Coca-Cola Says Diet Sodas Doing Better After Revamping

AP Photo/Keith Srakocic
This April 24, 2017, photo shows a Coca-Cola delivery van in downtown Pittsburgh. Coca-Cola is reporting strong profit and revenue numbers, thanks in part to rising demand for Diet Coke and Coca-Cola Zero Sugar in North America. The Atlanta company on Wednesday, July 25, 2018, posted second-quarter profit of $2.32 billion, or 54 cents per share.


ATLANTA (AP) — Coca-Cola says its diet sodas are selling better after undergoing some image changes.

The Atlanta company said Wednesday it sold more Coca-Cola Zero Sugar in North America during the second quarter, following a name change to make clearer the drink doesn't contain any sugar. Before, the drink was just called Coke Zero, and the company said not everyone knew what that meant.

Diet Coke, which has been struggling for years, is also showing improvement, the company said. The familiar silver cans were recently revamped to be taller and slimmer, and the drink was offered in different flavors. Although sales volume for Diet Coke dipped 1 percent in the quarter, the company said pricing lifted revenue from the brand.
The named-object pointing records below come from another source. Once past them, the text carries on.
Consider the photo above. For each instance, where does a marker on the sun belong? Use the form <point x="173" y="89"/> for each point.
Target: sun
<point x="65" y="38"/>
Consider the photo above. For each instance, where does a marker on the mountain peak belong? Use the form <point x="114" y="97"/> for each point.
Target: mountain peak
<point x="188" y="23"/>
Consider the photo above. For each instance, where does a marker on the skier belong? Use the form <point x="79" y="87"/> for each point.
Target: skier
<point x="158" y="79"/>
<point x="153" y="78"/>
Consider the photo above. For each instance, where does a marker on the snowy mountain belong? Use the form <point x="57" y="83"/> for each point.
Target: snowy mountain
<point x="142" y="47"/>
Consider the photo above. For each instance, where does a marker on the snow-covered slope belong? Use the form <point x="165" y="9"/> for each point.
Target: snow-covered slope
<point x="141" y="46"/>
The improvement comes as Coca-Cola and rival PepsiCo try to adapt to an increasingly competitive marketplace by relying on a wider array of drinks. But the companies are also still trying to maintain the popularity of their namesake brands, including their diet sodas.

In North America, Coca-Cola said sparkling soft drink volume edged up 1 percent on double-digit growth in Coca-Cola Zero Sugar during the second quarter. Water, enhanced water and sports drinks climbed 5 percent, helped by strong growth in Powerade. Juice volume fell, mostly on package downsizing across the portfolio and deprioritizing lower-margin juice drink brands.

Globally, it said sales volume rose, boosted by strong results in Asia.

For the three months ended June 29, Coca-Cola earned $2.32 billion, or 54 cents per share. A year earlier the Atlanta company earned $1.37 billion, or 32 cents per share.

Coca-Cola got a boost from a $42 million gain related to discontinued operations.

Removing one-time gains or losses, earnings were 61 cents per share. That's a penny better than what analysts surveyed by Zacks Investment Research expected.

Total revenue for the quarter slipped to $8.93 billion as the company refranchised bottling operations, but still beat forecasts for $8.54 billion.